We compared the ability of WT and MEF2-TKO myoblasts to differentiate into myotubes in cell culture. As shown in Fig. 4D, after 24 h in differentiation medium (DM), WT myoblasts express the terminal differentiation marker, skeletal myosin, and start to elongate and fuse. However, very few MEF2-TKO myoblasts expressed myosin (Fig. 4D). After 3 and 5 d in DM, almost all WT cells elongated and fused into multinucleated myotubes with strong myosin expression. In contrast, most MEF2-TKO cells remained spindle shaped and failed to fuse. In addition, extensive cell death was observed in MEF2-TKO cultures, probably because MEF2-TKO myoblasts failed to differentiate (Fig. 4D). These findings indicate that the combined loss of MEF2A, C, and D disrupts terminal differentiation of satellite cell-derived myoblasts into myotubes.
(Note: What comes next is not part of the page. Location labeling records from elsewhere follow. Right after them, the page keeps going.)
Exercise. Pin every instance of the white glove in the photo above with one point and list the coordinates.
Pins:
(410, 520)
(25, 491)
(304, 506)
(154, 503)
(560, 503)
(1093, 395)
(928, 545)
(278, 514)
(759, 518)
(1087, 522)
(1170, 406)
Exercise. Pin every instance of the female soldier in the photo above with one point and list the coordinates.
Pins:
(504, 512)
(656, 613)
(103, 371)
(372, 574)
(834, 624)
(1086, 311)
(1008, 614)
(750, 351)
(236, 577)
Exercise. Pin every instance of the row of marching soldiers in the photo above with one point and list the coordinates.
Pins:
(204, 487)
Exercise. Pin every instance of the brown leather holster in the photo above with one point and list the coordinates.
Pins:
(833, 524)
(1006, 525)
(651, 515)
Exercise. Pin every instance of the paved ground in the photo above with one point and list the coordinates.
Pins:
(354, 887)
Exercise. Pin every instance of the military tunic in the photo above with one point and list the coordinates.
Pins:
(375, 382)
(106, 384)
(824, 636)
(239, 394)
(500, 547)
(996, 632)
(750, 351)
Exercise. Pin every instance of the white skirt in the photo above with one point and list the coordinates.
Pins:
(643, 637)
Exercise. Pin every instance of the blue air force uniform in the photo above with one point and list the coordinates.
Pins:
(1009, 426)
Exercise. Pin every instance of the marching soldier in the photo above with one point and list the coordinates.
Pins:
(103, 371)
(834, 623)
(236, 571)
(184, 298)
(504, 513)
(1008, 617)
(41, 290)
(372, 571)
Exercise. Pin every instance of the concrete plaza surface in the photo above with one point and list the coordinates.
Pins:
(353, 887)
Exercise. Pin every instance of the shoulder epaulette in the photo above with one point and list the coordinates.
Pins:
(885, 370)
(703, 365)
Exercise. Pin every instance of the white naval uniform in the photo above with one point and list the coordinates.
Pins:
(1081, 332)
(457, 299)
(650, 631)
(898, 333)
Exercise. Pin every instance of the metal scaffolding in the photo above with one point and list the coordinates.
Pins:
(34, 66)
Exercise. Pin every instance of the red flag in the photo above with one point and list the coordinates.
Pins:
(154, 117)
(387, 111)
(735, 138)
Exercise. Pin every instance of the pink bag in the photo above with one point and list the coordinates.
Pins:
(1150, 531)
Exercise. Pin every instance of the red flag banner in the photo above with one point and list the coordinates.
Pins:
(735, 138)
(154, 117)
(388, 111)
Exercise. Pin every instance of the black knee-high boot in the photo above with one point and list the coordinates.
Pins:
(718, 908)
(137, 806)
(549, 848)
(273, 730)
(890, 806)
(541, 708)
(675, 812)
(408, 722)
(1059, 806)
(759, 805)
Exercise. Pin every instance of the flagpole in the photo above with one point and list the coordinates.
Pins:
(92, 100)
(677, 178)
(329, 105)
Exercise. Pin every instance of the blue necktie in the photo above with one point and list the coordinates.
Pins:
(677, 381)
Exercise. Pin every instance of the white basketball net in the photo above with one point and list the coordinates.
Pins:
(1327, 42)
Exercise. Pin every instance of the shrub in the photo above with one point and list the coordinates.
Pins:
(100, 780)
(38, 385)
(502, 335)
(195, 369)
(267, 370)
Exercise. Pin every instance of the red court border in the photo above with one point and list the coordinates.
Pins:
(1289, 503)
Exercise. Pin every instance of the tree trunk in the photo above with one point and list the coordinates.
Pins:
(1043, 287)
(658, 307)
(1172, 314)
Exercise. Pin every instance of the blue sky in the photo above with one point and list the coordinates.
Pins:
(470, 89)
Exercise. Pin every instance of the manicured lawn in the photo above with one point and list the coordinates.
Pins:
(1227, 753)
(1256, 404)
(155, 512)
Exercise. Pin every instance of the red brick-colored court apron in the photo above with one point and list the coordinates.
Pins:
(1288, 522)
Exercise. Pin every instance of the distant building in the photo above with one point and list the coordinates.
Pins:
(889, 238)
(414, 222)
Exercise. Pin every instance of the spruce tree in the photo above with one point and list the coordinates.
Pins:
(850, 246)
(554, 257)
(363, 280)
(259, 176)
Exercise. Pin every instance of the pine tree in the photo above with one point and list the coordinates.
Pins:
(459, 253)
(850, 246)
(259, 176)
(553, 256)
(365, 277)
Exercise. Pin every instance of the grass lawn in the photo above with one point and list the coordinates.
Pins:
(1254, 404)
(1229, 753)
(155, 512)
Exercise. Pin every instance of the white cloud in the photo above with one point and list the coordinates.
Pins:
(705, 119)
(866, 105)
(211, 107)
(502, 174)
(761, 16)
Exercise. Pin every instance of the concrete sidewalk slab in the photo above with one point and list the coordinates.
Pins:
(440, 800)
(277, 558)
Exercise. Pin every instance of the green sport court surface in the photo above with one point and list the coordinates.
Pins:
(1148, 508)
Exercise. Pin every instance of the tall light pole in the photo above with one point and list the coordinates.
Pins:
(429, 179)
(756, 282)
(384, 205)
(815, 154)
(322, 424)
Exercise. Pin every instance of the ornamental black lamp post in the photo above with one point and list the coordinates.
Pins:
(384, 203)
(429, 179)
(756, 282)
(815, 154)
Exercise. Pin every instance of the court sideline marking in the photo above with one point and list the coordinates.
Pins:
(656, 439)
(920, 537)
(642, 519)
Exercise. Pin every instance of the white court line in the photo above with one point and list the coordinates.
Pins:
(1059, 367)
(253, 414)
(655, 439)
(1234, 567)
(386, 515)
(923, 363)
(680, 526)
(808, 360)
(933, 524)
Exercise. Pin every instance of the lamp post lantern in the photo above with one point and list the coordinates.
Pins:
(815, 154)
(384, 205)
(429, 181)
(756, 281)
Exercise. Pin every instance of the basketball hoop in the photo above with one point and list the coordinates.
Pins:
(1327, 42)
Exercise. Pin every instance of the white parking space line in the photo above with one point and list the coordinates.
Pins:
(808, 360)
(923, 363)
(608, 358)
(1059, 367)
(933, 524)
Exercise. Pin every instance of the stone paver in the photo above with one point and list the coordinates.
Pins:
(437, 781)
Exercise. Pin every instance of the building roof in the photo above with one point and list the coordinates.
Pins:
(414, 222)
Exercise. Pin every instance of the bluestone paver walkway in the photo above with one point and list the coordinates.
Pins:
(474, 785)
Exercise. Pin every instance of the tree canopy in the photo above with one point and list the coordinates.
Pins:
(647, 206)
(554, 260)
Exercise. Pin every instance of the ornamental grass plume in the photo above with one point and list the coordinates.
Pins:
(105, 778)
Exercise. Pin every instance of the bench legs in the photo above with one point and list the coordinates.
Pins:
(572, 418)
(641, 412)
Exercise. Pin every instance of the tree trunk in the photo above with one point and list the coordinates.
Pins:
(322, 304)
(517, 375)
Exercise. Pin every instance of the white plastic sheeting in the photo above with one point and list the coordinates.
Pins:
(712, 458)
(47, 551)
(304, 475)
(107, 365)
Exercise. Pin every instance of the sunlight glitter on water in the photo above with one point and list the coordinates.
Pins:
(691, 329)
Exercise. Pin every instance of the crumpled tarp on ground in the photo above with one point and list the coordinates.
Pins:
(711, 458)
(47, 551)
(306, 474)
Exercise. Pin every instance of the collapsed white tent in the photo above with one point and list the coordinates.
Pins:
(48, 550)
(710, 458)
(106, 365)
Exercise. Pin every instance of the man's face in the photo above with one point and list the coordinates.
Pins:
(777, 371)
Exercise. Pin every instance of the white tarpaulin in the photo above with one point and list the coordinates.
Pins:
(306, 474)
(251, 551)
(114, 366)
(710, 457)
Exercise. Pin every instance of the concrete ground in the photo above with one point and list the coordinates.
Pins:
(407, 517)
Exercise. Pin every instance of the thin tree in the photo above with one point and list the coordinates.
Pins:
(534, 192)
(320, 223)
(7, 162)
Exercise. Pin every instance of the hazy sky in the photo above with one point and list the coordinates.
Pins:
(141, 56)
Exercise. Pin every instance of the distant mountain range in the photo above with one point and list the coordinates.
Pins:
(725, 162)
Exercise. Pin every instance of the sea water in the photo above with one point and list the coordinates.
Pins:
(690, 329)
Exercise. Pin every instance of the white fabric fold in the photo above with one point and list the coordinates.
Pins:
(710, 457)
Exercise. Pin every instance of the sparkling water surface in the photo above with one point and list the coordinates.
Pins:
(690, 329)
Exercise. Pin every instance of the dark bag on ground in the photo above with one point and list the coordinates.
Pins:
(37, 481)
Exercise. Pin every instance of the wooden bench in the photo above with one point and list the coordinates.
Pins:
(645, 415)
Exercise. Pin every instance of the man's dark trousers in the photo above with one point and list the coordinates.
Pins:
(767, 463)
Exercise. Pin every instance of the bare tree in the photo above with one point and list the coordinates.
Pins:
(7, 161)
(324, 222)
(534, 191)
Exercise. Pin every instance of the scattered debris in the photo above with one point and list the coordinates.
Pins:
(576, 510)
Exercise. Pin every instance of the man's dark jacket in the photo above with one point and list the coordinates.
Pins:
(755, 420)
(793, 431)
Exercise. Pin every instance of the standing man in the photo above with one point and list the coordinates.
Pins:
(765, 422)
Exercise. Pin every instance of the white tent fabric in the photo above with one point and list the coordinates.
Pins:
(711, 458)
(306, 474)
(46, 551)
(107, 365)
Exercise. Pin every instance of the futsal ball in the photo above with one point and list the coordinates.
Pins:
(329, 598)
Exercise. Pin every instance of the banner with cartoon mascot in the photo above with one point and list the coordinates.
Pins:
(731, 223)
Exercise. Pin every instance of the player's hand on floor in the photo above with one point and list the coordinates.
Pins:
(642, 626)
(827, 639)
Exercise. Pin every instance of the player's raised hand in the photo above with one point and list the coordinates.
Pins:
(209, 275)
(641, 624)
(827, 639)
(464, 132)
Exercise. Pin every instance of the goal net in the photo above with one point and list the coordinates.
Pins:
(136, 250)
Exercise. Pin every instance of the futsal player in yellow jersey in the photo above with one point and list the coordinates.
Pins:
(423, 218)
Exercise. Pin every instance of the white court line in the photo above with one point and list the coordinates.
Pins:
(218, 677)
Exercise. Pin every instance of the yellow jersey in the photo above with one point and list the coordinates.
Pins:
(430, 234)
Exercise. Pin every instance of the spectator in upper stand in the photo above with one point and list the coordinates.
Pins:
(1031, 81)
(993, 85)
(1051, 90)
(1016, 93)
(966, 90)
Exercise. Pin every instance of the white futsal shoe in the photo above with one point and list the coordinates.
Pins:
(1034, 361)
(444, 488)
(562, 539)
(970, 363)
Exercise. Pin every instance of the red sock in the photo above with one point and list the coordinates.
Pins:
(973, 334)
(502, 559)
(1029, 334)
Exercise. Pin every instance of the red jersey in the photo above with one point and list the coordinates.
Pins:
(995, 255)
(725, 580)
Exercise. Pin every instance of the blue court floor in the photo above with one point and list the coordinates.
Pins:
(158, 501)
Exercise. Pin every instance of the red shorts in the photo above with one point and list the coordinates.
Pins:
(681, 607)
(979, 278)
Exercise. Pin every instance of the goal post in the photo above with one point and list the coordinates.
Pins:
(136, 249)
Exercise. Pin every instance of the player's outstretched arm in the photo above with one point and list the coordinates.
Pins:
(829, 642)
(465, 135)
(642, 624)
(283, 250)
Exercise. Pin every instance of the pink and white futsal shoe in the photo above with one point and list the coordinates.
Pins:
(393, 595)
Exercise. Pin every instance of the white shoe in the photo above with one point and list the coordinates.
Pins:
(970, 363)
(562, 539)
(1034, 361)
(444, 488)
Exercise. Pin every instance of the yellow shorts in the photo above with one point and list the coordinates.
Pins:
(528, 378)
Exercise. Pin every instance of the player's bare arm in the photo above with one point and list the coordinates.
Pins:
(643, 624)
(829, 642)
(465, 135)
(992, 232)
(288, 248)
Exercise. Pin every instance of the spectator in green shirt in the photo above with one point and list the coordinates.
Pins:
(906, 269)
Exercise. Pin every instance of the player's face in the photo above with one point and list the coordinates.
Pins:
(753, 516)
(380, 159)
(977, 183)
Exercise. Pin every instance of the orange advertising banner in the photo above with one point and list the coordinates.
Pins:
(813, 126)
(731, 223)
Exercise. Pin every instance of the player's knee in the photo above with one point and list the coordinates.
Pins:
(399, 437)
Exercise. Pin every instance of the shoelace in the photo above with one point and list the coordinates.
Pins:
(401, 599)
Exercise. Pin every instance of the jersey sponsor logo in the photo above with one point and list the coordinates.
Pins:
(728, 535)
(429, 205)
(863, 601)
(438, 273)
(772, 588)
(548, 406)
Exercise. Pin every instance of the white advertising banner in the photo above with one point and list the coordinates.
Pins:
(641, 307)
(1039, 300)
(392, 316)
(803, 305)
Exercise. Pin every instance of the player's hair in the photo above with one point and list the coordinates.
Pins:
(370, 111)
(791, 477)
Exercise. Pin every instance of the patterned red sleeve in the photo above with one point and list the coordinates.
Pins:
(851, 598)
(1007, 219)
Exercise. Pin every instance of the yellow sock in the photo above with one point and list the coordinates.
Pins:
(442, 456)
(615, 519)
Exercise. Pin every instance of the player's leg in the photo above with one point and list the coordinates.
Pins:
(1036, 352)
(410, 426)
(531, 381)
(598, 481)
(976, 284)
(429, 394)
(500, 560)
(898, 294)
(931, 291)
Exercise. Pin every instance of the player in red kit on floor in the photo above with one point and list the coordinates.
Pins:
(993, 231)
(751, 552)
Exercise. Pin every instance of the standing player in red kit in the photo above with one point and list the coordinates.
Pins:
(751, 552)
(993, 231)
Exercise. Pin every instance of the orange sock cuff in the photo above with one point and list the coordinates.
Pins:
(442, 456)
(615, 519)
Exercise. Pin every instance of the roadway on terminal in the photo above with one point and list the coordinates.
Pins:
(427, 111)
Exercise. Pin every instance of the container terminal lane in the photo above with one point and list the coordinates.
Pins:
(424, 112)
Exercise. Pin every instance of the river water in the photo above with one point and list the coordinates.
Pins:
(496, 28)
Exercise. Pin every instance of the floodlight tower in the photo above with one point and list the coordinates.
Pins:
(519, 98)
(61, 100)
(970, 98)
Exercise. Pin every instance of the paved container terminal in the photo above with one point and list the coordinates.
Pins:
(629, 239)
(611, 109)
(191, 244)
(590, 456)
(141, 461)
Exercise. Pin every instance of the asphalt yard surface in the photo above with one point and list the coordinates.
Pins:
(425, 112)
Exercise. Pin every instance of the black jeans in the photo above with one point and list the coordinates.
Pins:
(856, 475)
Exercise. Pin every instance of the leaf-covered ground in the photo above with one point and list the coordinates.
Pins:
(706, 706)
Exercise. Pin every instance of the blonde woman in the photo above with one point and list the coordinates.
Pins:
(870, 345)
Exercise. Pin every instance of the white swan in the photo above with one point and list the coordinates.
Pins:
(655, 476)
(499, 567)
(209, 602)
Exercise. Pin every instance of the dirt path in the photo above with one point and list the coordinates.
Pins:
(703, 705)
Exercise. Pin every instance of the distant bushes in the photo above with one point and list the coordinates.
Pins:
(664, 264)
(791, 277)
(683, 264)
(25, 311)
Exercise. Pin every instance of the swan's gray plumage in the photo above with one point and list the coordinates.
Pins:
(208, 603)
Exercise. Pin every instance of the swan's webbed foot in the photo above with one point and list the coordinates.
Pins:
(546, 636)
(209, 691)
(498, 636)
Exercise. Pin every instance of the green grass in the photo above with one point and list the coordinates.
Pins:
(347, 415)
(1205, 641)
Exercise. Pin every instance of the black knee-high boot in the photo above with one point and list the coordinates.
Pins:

Identification of MEF2-Dependent Genes in Satellite Cells.

To study the mechanism by which MEF2 controls satellite cell differentiation, we compared gene expression of WT and MEF2-TKO myoblasts in growth medium (GM) and myotubes in DM for 3 d. Consistent with previous reports, all three MEF2 factors were up-regulated during differentiation of WT cells, whereas they were not expressed above background levels in MEF2-TKO cell cultures under differentiation conditions (Fig. 5A), confirming the effective deletion of Mef2a, c, and d in satellite cells using Pax7-CreERT2 mice. Mef2b transcript was not detectable in WT or MEF2-TKO myoblasts or myotubes.

Fig. 5.

Fig. 5.

Open in a new tab

Analysis of gene expression in MEF2-TKO myoblasts. (A) Real-time RT-PCR revealed that expression of Mef2a, Mef2c, and Mef2d mRNA is dramatically down-regulated in MEF2-TKO cells. DM, cells were cultured in differentiation medium for 3 d; GM, cells were cultured in growth medium. Data are presented as mean ± SEM. (B) Real-time RT-PCR revealed that expression of Pax7, MyoD, and Myf5 is not changed in MEF2-TKO cells relative to WT cells. Data are presented as mean ± SEM. (C) Real-time RT-PCR revealed that expression of Myh1, Myh4, and Ckm mRNAs is activated in WT cells but not in MEF2-TKO cells upon differentiation. Data are presented as mean ± SEM. (D) Gene ontology analysis was performed with DAVID. Microarray data from WT and MEF2-TKO myotubes were used in the analysis. Significantly (P < 0.05) enriched biological processes are shown. Plotted is the log (P value).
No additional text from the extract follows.